Dynamic Distinction Learning: Adaptive Pseudo Anomalies for Video Anomaly Detection
Demetris Lappas, Vasileios Argyriou, Dimitrios Makris
TL;DR
DDL addresses video anomaly detection by combining dynamically weighted pseudo anomalies with a Distinction Loss to learn without fixed thresholds. It introduces a Pseudo Anomaly Creator, a Conv3DSkipUNet reconstruction model, and a loss $L = L_{recon} + \lambda L_{dist}$, where $L_{dist}$ encourages reconstructing pseudo anomalies toward normal frames. Evaluations on Ped2, Avenue, and ShanghaiTech demonstrate strong performance, with Ped2 98.46% AUC and Avenue 90.35% AUC, and ShanghaiTech benefiting from per-scene adaptation. Ablation confirms the benefits of dynamic weighting and Distinction Loss across UNet and C3DSU architectures, indicating wide applicability and scalability for scene-specific surveillance contexts.
Abstract
We introduce Dynamic Distinction Learning (DDL) for Video Anomaly Detection, a novel video anomaly detection methodology that combines pseudo-anomalies, dynamic anomaly weighting, and a distinction loss function to improve detection accuracy.
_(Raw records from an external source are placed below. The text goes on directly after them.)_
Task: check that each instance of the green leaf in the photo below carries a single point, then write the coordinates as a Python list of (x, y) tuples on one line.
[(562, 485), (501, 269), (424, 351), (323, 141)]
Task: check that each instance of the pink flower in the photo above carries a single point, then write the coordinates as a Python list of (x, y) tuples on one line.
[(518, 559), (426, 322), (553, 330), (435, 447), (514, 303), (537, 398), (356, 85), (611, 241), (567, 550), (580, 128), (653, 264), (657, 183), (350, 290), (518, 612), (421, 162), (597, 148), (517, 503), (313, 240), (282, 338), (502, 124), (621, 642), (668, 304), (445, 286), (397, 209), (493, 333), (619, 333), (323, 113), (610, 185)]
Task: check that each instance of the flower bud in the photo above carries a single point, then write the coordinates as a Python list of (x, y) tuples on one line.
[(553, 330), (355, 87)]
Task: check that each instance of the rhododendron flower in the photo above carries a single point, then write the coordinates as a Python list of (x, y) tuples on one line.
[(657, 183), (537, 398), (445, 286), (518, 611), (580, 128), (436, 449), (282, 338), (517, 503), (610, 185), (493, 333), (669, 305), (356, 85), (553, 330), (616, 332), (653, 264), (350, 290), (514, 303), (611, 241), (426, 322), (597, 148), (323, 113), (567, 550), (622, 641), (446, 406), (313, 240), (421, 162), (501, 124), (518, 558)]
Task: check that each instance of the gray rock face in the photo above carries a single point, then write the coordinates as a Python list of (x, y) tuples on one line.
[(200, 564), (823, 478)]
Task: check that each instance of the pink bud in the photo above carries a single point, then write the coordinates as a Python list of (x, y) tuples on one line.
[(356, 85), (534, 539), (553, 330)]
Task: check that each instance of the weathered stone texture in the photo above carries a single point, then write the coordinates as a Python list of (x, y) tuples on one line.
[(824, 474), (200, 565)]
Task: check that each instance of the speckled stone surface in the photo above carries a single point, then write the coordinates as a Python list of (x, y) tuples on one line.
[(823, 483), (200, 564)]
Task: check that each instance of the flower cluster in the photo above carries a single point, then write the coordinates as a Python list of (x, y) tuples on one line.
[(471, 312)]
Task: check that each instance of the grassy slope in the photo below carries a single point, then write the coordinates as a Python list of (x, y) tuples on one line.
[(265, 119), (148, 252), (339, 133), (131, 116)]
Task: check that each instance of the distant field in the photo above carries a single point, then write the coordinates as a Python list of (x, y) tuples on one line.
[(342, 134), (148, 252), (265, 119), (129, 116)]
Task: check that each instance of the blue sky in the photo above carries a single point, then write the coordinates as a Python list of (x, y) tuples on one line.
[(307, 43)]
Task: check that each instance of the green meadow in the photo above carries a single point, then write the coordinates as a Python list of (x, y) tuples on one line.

By training on pseudo-anomalies, our approach adapts to the variability of normal and anomalous behaviors without fixed anomaly thresholds. Our model showcases superior performance on the Ped2, Avenue and ShanghaiTech datasets, where individual models are tailored for each scene. These achievements highlight DDL's effectiveness in advancing anomaly detection, offering a scalable and adaptable solution for video surveillance challenges.